Le fromage du cordon bleu n’est pas en reste. Lui aussi comporte des additifs, notamment le sel de fonte. C’est ce qui permet au fromage de briller et d’avoir cette texture élastique. Il augmenterait potentiellement les risques cardio-vasculaires.

L’additif à scandale : le E171

Parmi tous les additifs utilisés dans l’industrie agroalimentaire, il y en a un qui se retrouve depuis peu sous le feu des projecteurs : le E171 ou dioxyde de titane. En France, il est interdit depuis 2020. Le E171 est utilisé majoritairement dans l’élaboration de bonbons. C’est lui qui donne aux chewing-gums leur bel aspect patiné. Cependant, nous en retrouvons également dans la peinture, ou les crèmes solaires.

Le dioxyde de titane serait potentiellement dangereux pour la santé, car il contient des nanoparticules.
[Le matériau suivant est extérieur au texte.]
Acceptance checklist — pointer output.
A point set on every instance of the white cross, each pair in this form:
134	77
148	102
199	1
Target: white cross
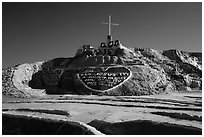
109	24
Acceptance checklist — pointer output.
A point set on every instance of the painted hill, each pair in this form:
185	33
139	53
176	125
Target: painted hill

Extrêmement petites, elles se glissent à l’intérieur des tissus du corps humain, passent dans le sang, avant de s’accumuler dans nos organes. Des tests sur des rats ont été effectués. Au bout de 100 jours d’alimentation au E171, certains d’entre eux avaient développé des lésions précancéreuses.
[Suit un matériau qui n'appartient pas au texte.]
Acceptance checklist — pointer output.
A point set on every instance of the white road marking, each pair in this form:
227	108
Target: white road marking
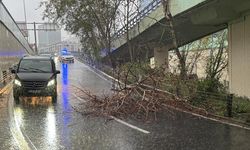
129	125
90	69
204	117
79	98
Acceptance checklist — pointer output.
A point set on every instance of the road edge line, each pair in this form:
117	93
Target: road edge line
129	125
Mais les dangers potentiels ne se limitent pas au E17. Ils s’étendent à tous les additifs. Même si individuellement, 330 sont autorisés en France, les mélanges d’additifs entre eux pourraient avoir des effets dévastateurs sur notre santé.

Les auxiliaires technologiques : des ingrédients cachés

Saviez-vous qu’un jus de fruits comme l’ananas avait tendance à mousser ? C’est ce qui se passe lorsque vous le pressez à la maison. En revanche, lorsque vous l’achetez en grande surface, il n’y a pas de mousse lorsque vous le versez dans un verre. Cet exploit est rendu possible grâce à l’ajout d’un auxiliaire technologique, un agent anti-moussant en l’occurrence.

Un auxiliaire technologique est une substance, non catégorisée comme ingrédient alimentaire, qui intervient dans la préparation ou la transformation du produit. Officiellement, pas de trace dans le produit final.  Du coup, aucune mention n’en est faite dans la description du produit. Elles échappent donc aux règles de mention, mais également de contrôle.

Terrine de poulet liée à la transglutaminase -  Alexander Talbot
Terrine de poulet liée à la transglutaminase – Alexander Talbot Wikipedia

Et ces auxiliaires technologiques se retrouvent partout. Nous pouvons citer la transglutaminase (TG), aussi appelée « colle à la viande ». Il s’agit d’une enzyme qui peut joindre deux produits contenant des protéines. Elle permet de reconstituer des pièces de viande à partir de morceaux complètement différents. C’est ce qui permet de réaliser des performances comme des saucisses sans boyaux ou des combinaisons de viandes différentes (bœuf et poulet).